NHKで体罰が肯定されていた時代の記憶

中村メイコさんの訃報に接して、三波伸介さんと共演していたNHKの「お笑いオンステージ」を懐かしく思い出した世代である。その中に減点パパという人気コーナーがあった。有名人の子供が出演し、その子供たちの描写に合わせて三波さんが似顔絵を描き、パパが登場、最後には子供が作文を読んでパパが泣く、みたいな、当時大人気といえるコーナーだった。最後の方では少し時代が進んで「減点ファミリー」になった。以下はその「減点ファミリー」なって、時代が少しは進んでからの話だが、エンディングテーマの歌詞に

「ゲンコツもらうとよくわかる、その後なぜだかあったかいよ〜」

という歌詞があった。70年代後半ぐらいの話。

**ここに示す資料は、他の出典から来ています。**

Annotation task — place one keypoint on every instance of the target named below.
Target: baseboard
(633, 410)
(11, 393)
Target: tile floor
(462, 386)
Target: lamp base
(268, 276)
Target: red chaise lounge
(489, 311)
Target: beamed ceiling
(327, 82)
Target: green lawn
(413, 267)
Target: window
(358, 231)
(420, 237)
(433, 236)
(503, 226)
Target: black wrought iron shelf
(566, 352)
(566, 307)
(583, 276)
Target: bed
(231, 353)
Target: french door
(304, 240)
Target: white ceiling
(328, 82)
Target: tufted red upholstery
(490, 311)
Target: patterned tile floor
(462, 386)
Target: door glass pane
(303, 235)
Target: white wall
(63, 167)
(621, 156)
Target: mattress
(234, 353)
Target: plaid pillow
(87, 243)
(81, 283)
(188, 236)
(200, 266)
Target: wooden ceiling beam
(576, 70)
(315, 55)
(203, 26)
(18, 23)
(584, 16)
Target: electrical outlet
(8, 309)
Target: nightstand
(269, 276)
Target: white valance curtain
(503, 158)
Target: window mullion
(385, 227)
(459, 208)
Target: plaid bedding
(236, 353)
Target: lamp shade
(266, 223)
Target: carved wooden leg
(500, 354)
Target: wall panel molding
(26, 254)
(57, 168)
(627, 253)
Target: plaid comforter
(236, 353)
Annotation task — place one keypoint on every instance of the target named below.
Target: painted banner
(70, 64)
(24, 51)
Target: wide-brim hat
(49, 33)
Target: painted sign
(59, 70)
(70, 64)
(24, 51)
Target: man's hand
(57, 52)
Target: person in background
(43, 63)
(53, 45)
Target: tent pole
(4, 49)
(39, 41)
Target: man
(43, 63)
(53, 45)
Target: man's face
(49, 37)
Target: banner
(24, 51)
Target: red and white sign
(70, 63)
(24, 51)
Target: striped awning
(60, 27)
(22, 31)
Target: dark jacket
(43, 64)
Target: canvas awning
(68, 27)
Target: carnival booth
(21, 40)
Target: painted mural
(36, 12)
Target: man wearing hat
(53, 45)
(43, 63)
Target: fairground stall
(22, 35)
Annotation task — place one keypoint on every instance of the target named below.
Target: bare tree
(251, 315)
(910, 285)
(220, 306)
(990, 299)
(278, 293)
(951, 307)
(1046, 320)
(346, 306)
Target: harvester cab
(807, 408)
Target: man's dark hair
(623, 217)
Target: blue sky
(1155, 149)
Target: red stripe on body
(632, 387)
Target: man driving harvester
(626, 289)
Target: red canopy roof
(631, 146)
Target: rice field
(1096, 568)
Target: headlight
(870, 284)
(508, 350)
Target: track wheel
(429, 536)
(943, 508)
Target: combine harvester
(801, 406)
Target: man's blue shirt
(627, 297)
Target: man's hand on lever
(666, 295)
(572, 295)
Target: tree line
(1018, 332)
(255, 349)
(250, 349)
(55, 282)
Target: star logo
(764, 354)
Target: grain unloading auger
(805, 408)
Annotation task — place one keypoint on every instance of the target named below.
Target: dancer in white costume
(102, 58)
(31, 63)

ゲンコツ全肯定「そのあとあったかい」とか、殴られる子供にすればふざけんなという話なのだが、当時は全く問題視されることはなかった。

今、それを蒸し返して問題にしようというのではない。今五十代の自分が子供の頃はまだそんな時代であり、それを当然視する社会の中で育ってきた我々は、まだ社会の中枢にいるといってよい。今なら大問題、今ならDV、差別、パワハラ等々であることを私たちはしばしば喜んで懐かしがって、たとえば私自身でも昔のプロ野球選手のめちゃくちゃな暴力ネタなどを喜んで見ている。その反面で現在のプロ野球球団での暴力事件などは許し難いこととして批判している。

今絶対ダメなことは当時だってダメだったんだけど私らにはそれがわかっていなかった。だけど時代が変わって今はもう許されない。いい時代になったし、それが当然である。一方で体罰が当たり前のように許されてきた時代は、ついそこで、そこで育ってきた私らはまだ現役で世代的に大きなパワーを持っている。もしかしたら、いまだにわからない側にいる、いたかもしれない。

ゲンコツがあったかいよ〜という歌詞をNHKがこどもに歌わせていた。若い人にしてみたら大昔のことのように思うかもしれないけれど、つい昨日のように覚えていることを記録しておきたい。